C’est vrai qu’il y a quelques cas majeurs enregistrés, ces derniers temps. Et, la tendance est que certains étudiants veulent aller dans la voie de la facilité. Le culte de l’effort se perd progressivement et notre devoir est justement de les ramener. Pour ce faire, nous faisons agir tout l’arsenal que nous avons dans ce registre. Précisément, nous procédons à des surveillances accrues lors des évaluations, en nous assurant que l’étudiant est dépourvu de tout document ou de tout autre instrument pouvant lui permettre de commettre l’acte de tricherie.

Car, nous considérons l’examen comme une compétition intellectuelle, honnête où il faudrait que tout le monde parte sur une même base. Et il ne faudrait donc pas que certains prennent de l’avance sur d’autres. En début d’année académique, nous sensibilisons les étudiants sur les conséquences néfastes de la tricherie. Nous leur demandons de se mettre au travail, de cultiver l’effort personnel. C’est en faisant cela qu’ils seront fiers d’eux.

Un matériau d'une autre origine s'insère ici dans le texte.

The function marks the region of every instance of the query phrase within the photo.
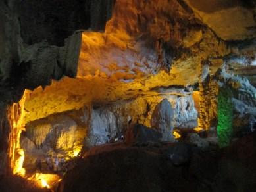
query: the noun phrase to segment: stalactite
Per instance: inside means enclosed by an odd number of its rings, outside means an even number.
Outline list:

D’ailleurs, notre devise est « la qualification d’abord et le diplôme ensuite ». Si vous arrivez à l’université de Douala, vous avez la banderole à l’entrée qui vous fait comprendre qu’ici, l’objectif est de vous donner d’abord la qualification et le parchemin viendra témoigner de cela.

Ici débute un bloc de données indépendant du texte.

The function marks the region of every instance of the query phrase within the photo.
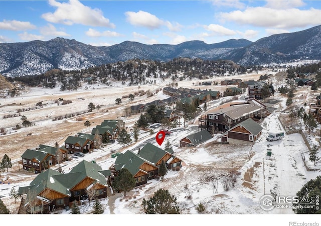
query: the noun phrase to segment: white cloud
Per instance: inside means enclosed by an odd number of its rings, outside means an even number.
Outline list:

Lorsqu’un étudiant est pris en flagrant délit, que risque-t-il ?
Les étudiants ont beaucoup développé des astuces de tricherie. Lors de nos dernières évaluations, par exemple, nous avons surpris certains étudiants du niveau supérieur qui essayaient de composer à la place des étudiants du niveau inférieur. Ils ont tous été exclus. Donc, désormais outre le fait que certains peuvent posséder des documents et des instruments lors des évaluations, il va falloir vérifier que chaque étudiant compose en son nom et qu’il mérite son travail. Les étudiants pris en fragrant délit, à l’université de Douala sont directement exclus.

En cas d’exclusion, y a-t-il moyen de faire recours ?
Lorsque qu’un étudiant est exclu pour tricherie, surtout s’il a été pris en flagrant délit, c’est sans possibilité de négociation. Sinon ce serait encourager les autres à faire pareil. Donc que l’étudiant qui vient s’inscrire dans notre université, et qui ne cultive pas le culte de l’effort, en versant dans la tricherie pour réussir, sache que sa place n’est pas ici. Lorsque vous avez déjà été exclu d’une université, pour ce genre de cas, c’est difficile d’être accepté dans une autre. Je conseille ainsi aux étudiants de ne pas verser dans la tricherie.